Abstract Body: Background: Free cholesterol (FC) flux between HDL and other lipoproteins or cells is a reversible process. The exchangeability of HDL-FC with peripheral tissues, particularly its direct transfer to the liver, as well as to arterial wall macrophages, affects Reverse Cholesterol Transport (RCT) and could play a major role in atherosclerosis. Thus, lipoprotein FC mass transfer may be of clinical utility in ASCVD risk assessment. Recent studies provide evidence that phospholipid-coated nanoparticles (NP) could potentially serve as a surrogate for monitoring cholesterol flux from arterial wall macrophages.
Aim: To develop an assay to measure the ability of plasma lipoproteins to either accept or donate FC.

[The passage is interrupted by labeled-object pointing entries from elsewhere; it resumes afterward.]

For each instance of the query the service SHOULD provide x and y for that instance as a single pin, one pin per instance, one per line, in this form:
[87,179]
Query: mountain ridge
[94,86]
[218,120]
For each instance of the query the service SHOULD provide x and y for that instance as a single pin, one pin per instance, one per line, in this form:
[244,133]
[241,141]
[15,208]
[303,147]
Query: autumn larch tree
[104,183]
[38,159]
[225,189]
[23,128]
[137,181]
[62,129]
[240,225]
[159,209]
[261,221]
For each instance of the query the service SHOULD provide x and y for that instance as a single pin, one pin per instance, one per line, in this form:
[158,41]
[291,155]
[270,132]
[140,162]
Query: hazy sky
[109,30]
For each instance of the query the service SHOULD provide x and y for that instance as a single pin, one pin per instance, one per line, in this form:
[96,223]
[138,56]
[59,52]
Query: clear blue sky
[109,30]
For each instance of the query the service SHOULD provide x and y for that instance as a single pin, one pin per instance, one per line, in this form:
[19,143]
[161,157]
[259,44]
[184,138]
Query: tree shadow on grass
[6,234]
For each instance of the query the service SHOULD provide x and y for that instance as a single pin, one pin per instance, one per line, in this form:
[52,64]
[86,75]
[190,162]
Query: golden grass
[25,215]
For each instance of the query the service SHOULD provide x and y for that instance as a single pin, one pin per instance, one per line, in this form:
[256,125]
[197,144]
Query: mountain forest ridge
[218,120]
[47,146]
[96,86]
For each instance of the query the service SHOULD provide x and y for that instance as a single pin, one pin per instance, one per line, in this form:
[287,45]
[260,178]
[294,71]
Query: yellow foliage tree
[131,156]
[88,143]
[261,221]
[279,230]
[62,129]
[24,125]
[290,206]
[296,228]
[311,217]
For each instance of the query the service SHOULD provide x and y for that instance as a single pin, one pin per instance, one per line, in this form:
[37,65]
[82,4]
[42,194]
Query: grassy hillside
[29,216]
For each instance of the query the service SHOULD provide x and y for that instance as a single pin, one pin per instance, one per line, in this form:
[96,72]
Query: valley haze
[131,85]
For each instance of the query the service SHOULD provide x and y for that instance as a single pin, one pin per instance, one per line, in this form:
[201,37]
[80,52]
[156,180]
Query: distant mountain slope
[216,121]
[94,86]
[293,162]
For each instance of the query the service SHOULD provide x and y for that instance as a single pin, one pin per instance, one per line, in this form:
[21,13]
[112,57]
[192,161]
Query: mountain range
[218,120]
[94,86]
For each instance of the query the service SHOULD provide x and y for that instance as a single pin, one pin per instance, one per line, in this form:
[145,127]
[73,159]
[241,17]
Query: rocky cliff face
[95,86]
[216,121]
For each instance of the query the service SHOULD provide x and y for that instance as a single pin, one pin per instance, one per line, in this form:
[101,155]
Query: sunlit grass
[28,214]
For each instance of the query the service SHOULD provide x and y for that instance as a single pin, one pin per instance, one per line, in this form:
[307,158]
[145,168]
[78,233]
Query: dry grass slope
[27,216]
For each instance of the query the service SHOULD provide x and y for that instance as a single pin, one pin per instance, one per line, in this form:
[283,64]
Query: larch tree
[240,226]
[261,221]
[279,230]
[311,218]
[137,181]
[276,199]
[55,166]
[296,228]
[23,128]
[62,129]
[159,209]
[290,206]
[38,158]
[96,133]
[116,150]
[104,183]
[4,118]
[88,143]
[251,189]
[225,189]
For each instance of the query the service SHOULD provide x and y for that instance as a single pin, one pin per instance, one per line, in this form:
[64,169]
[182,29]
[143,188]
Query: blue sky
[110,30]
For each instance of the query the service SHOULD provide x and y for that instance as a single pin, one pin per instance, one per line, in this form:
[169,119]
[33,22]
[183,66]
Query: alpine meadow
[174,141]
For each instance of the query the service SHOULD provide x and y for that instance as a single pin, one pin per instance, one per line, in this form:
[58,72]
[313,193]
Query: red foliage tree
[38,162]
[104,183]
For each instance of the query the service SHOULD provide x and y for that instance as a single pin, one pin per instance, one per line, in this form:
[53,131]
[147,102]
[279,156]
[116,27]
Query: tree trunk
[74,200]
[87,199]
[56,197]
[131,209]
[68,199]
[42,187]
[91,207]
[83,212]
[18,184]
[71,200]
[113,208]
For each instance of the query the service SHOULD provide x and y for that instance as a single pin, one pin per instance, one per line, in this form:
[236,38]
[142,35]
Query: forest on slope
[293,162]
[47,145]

Methods/Results: We developed two novel cell-free assays to measure exchangeable pools of plasma lipoprotein FC: (i) using acceptor particles formed by coating calcium silicate hydrate (CSH) nanoparticles with excess phospholipid (FC “Pull”) and (ii) delivery of additional FC to HDL and other lipoproteins using same nanoparticles pre-saturated with FC (FC “Push”). We optimized the phospholipid mass required to fully coat CSH particles and the excess FC required for FC push. FC mass transferred from human plasma (HP) to acceptor particles varied by sample (≈20-40%) and by lipoprotein type (LDL; 70%, HDL; 47%). FC removal was time- and temperature-dependent. Kinetic studies suggest that the FC transfer rate was initially rapid (0-20 min) and slowly decreased thereafter (40-60 min). Similarly, HP FC uptake from FC donor particles also varied between samples and was time- and temperature dependent. FC uptake was exclusively observed in HDL. Following ApoB depletion (AD), the level of FC uptake by HDL remained unchanged but represented 50% of the FC removal in HP. These findings were replicated by lipid analysis of lipoproteins isolated by fast performance liquid chromatography (FPLC). LDL and HDL both showed significant removal of FC but FC uptake only occurred with HDL. We then validated our results in HDL receptor deficient mice (Scarb1-/-), which have elevated HDL enriched in FC. Scarb1-/- mice did not present any FC uptake, whereas WT mice had a significant uptake. However, Scarb1-/- were more potent donor of FC (≈2.5×) than WT mice.
Conclusions: We have developed a novel cell-free assays to measure FC mass transfer to and from plasma lipoproteins. Future studies will examine if the FC push/pull ratio may serve as a useful metric for ASCVD risk.